AI Evaluation Framework (M-EVAL-LOOP v2.0)

This directory contains documentation for AILANG's AI evaluation framework, which measures how well AI models can generate AILANG code and provides automated feedback loops for continuous improvement.

Overview

M-EVAL-LOOP is designed to empirically measure the "AI teachability" of AILANG - one of the project's key success metrics.

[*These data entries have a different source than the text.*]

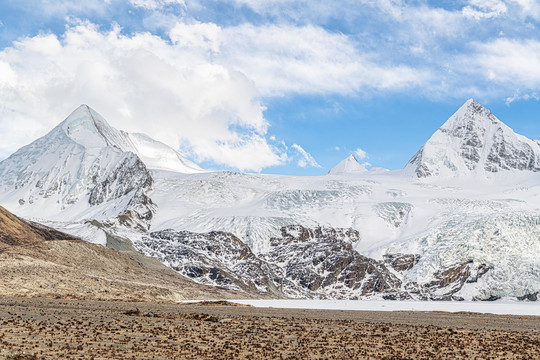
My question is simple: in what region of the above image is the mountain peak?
[59,104,125,149]
[405,99,540,178]
[328,154,367,175]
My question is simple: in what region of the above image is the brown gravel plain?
[0,297,540,359]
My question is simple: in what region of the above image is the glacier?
[0,99,540,301]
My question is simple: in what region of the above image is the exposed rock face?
[135,230,279,295]
[88,153,152,205]
[0,206,76,249]
[406,99,540,178]
[383,254,420,271]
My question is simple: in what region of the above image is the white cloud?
[0,23,286,170]
[505,91,540,105]
[170,23,429,96]
[291,144,322,168]
[510,0,540,20]
[466,38,540,88]
[129,0,186,10]
[462,0,508,19]
[354,148,368,160]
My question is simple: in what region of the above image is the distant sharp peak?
[405,99,540,178]
[328,154,368,175]
[15,104,204,173]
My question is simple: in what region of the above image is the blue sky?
[0,0,540,175]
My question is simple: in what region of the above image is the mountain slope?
[328,154,368,175]
[0,100,540,300]
[0,105,202,230]
[0,207,246,301]
[405,99,540,178]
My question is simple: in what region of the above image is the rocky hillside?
[0,207,245,301]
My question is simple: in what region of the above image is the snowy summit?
[405,99,540,178]
[328,154,368,175]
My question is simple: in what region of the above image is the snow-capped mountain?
[0,105,203,232]
[328,154,368,175]
[0,100,540,300]
[406,99,540,178]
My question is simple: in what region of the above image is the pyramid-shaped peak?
[406,99,540,177]
[59,104,126,149]
[441,99,500,131]
[328,154,367,175]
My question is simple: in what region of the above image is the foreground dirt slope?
[0,297,540,359]
[0,207,246,301]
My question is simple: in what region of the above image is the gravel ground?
[0,297,540,359]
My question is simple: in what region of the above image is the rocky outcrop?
[383,254,420,272]
[263,225,406,299]
[135,230,280,296]
[0,206,77,249]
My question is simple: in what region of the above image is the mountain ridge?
[405,99,540,178]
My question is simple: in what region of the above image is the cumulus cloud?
[462,0,508,19]
[129,0,186,10]
[170,23,429,96]
[291,144,322,168]
[0,23,286,170]
[354,148,368,160]
[461,38,540,90]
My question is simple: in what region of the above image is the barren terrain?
[0,297,540,359]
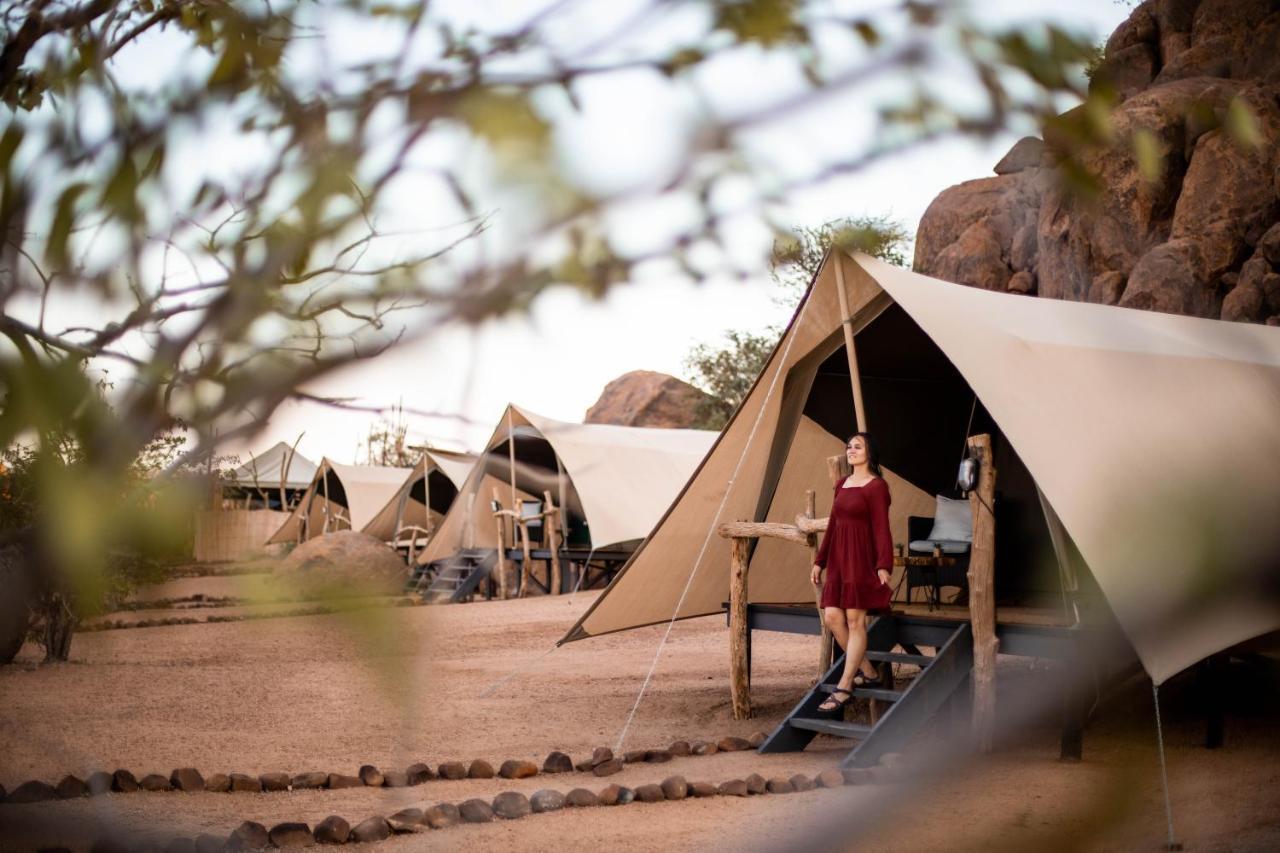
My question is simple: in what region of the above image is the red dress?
[818,476,893,610]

It:

  • Compares AI code generation across AILANG vs Python
  • Tracks performance across multiple models and benchmarks
  • Provides automated analysis and fix suggestions
  • Validates fixes and measures improvements

Quick Start

Use cheaper/faster models for daily development:

# Quick dev check (gpt5-mini, gemini-2-5-flash)
ailang eval-suite

# Create baseline
make eval-baseline

# Validate a fix
ailang eval-validate float_eq

Cost: ~$0.0003-0.002 per benchmark (5-10x cheaper than full suite)

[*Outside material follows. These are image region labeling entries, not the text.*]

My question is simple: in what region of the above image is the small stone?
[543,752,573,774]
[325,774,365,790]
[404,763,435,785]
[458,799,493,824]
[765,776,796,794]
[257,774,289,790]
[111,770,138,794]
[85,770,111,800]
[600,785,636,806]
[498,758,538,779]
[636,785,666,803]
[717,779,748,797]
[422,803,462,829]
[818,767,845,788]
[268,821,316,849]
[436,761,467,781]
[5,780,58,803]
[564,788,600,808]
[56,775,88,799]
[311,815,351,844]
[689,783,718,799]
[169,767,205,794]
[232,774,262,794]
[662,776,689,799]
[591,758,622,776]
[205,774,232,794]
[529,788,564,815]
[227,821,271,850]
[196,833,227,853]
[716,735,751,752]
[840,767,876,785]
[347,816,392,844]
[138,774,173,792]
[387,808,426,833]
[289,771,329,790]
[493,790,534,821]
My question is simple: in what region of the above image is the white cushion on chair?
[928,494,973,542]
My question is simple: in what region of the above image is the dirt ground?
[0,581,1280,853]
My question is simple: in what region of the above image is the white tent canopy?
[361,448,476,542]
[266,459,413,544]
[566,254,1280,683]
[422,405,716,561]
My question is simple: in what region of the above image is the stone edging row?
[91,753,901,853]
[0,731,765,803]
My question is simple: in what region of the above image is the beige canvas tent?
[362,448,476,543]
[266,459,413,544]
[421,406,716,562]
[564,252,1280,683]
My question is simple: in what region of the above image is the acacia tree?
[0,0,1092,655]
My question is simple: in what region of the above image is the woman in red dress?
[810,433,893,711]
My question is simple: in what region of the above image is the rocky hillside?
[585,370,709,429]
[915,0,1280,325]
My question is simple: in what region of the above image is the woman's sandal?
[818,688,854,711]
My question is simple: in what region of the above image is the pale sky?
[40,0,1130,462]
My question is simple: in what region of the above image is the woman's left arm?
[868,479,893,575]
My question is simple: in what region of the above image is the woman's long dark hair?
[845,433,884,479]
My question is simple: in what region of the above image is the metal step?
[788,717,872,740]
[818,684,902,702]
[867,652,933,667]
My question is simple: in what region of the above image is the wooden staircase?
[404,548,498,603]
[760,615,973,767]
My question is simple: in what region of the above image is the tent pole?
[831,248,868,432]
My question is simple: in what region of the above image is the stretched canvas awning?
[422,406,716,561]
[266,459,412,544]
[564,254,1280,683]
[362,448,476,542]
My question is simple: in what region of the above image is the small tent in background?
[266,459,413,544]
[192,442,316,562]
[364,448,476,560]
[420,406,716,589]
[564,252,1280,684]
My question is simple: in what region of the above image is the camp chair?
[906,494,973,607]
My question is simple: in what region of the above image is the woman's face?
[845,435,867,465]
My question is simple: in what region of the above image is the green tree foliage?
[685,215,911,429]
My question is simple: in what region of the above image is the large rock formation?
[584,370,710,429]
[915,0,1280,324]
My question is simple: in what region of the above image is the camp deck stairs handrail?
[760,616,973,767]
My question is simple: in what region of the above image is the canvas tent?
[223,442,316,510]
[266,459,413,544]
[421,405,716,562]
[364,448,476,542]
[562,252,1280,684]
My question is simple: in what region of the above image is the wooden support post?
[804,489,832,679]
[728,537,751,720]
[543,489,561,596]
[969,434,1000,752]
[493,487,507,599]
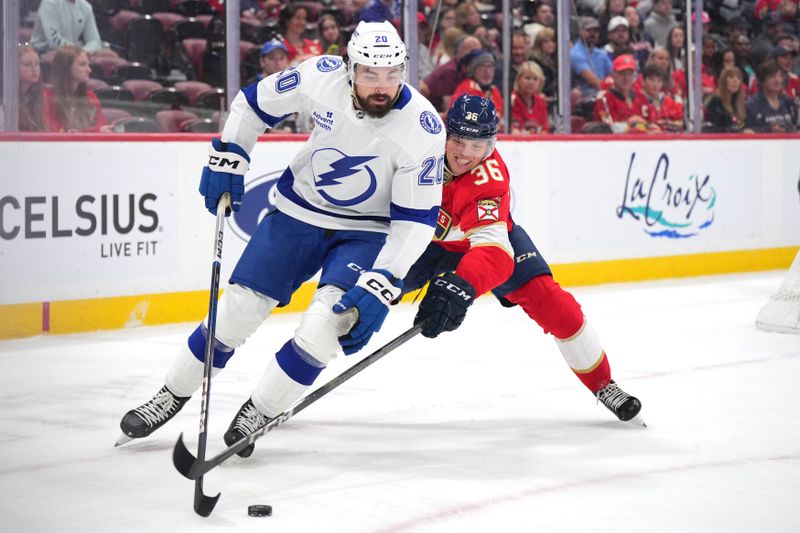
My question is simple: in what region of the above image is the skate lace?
[234,403,267,435]
[597,382,630,412]
[136,388,177,426]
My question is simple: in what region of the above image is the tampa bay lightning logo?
[419,111,442,135]
[228,170,283,242]
[311,148,378,207]
[317,56,342,72]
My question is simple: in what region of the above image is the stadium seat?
[175,0,213,17]
[181,118,219,133]
[175,81,213,105]
[111,117,161,133]
[103,107,131,124]
[94,85,133,107]
[125,15,164,68]
[150,11,186,32]
[170,18,208,42]
[86,78,108,91]
[147,87,189,109]
[92,56,128,80]
[122,80,164,102]
[110,63,153,84]
[181,39,207,81]
[156,109,197,133]
[194,88,225,111]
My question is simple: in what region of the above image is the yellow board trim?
[0,246,798,339]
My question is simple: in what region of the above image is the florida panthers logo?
[311,148,378,207]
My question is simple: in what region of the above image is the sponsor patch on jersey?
[478,198,500,222]
[317,57,342,72]
[419,111,442,135]
[433,208,453,241]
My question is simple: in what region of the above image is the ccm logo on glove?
[433,277,472,302]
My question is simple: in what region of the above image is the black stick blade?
[172,433,197,478]
[194,478,222,518]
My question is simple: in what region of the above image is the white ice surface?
[0,272,800,533]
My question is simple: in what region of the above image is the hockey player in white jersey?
[120,22,445,457]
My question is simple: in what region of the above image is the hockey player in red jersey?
[403,95,643,423]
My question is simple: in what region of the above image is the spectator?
[358,0,394,23]
[641,63,684,132]
[522,0,556,42]
[603,17,639,64]
[624,6,653,65]
[594,54,647,133]
[417,12,433,79]
[531,28,558,98]
[44,45,111,132]
[508,31,531,87]
[750,12,782,65]
[452,50,503,120]
[19,45,47,131]
[665,26,686,72]
[419,35,481,113]
[31,0,103,54]
[456,0,481,34]
[770,45,800,105]
[648,48,683,96]
[278,4,322,64]
[247,39,289,85]
[432,27,464,68]
[733,35,756,88]
[569,17,611,100]
[511,61,550,133]
[702,36,718,72]
[644,0,678,46]
[316,13,347,56]
[429,5,456,61]
[745,60,797,133]
[703,66,752,133]
[597,0,627,43]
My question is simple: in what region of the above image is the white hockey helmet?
[347,21,408,82]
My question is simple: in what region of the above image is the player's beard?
[353,89,400,118]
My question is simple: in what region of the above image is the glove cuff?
[356,270,403,307]
[208,139,250,176]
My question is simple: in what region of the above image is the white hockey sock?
[252,357,309,418]
[165,344,221,398]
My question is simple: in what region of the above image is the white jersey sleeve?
[222,56,326,153]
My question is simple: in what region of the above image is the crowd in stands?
[10,0,800,135]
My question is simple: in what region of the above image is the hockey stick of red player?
[194,193,230,517]
[172,324,422,480]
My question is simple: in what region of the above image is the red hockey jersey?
[434,150,514,294]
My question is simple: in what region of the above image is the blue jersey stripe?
[389,204,439,228]
[242,82,291,128]
[278,167,394,225]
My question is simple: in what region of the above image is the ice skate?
[223,398,270,457]
[115,385,189,446]
[595,379,647,427]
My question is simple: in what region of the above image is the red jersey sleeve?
[450,150,514,294]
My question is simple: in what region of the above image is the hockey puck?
[247,505,272,516]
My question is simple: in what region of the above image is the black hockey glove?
[414,272,475,339]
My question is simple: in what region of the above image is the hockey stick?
[172,325,422,480]
[194,193,230,517]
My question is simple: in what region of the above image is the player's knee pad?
[556,319,607,373]
[189,323,234,368]
[506,275,584,339]
[215,284,278,349]
[294,285,356,366]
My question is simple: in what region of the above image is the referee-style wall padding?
[0,134,800,338]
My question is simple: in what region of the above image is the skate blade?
[114,433,133,448]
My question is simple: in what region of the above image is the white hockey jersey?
[222,56,445,278]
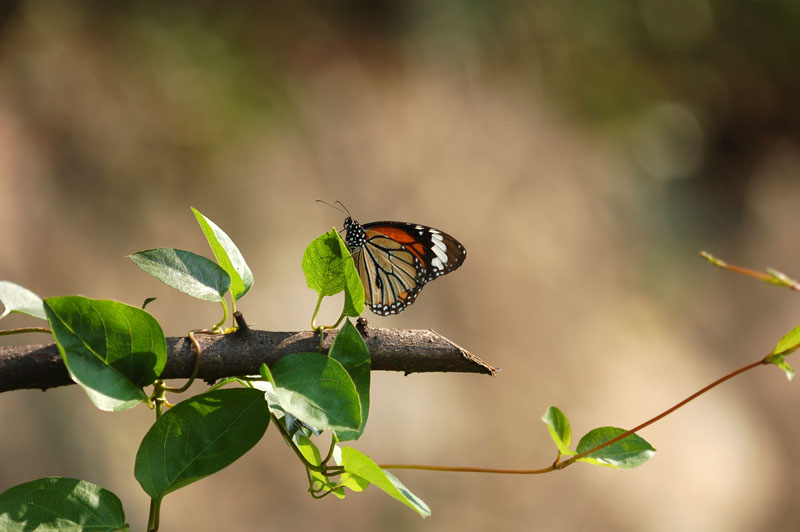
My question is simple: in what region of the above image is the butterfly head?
[344,216,367,250]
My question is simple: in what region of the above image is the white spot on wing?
[431,244,447,268]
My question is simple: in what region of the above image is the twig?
[0,327,497,392]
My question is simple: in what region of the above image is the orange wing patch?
[369,226,425,264]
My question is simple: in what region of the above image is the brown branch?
[0,327,497,392]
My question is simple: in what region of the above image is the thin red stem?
[380,355,769,475]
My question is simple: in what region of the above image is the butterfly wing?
[353,222,467,315]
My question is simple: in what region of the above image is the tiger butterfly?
[344,209,467,316]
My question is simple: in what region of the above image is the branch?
[0,327,497,392]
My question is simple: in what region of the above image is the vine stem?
[379,355,770,475]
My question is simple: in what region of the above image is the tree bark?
[0,326,497,392]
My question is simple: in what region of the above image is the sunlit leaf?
[270,353,361,431]
[577,427,655,469]
[772,325,800,355]
[542,406,575,455]
[0,477,127,532]
[334,446,431,517]
[128,248,231,301]
[0,281,47,320]
[192,207,253,300]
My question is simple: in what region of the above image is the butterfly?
[322,203,467,316]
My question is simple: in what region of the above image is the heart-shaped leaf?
[134,388,269,500]
[328,320,370,441]
[44,296,167,411]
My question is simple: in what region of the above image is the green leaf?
[335,232,364,318]
[128,248,231,301]
[44,296,167,412]
[0,281,47,320]
[333,446,431,517]
[542,406,575,456]
[292,433,336,490]
[271,353,361,431]
[577,427,655,469]
[767,355,794,380]
[192,207,253,301]
[328,320,370,441]
[0,477,128,532]
[303,229,345,296]
[134,388,269,500]
[772,325,800,355]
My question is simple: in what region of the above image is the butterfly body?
[344,216,467,316]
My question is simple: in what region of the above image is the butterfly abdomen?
[344,216,467,315]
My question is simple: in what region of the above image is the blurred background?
[0,0,800,532]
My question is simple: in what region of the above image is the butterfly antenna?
[314,200,350,216]
[336,200,353,218]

Full Comprehensive Testing

Use expensive models for release validation:

# Full suite (gpt5, claude-sonnet-4-5, gemini-2-5-pro)
ailang eval-suite --full

# Full baseline
make eval-baseline FULL=true

# Compare results
ailang eval-compare baselines/v0.3.0 current

Cost: ~$0.003-0.015 per benchmark

Custom Model Selection

# Test specific models
ailang eval-suite --models gpt5,claude-sonnet-4-5

# With self-repair
ailang eval-suite --models gpt5 --self-repair

Documentation

Core Guides

Implementation Details

Available Models (October 2025)

Production Models (--full)

  • Claude Sonnet 4.5 (Anthropic) - $3/$15 per 1M tokens
  • GPT-5 (OpenAI) - $1.25/$10 per 1M tokens
  • Gemini 2.5 Pro (Google) - $1.25/$10 per 1M tokens

Development Models (default)

  • GPT-5 Mini (OpenAI) - $0.25/$2 per 1M tokens (~1/5 price)
  • Gemini 2.5 Flash (Google) - $0.30/$2.50 per 1M tokens (~1/4 price)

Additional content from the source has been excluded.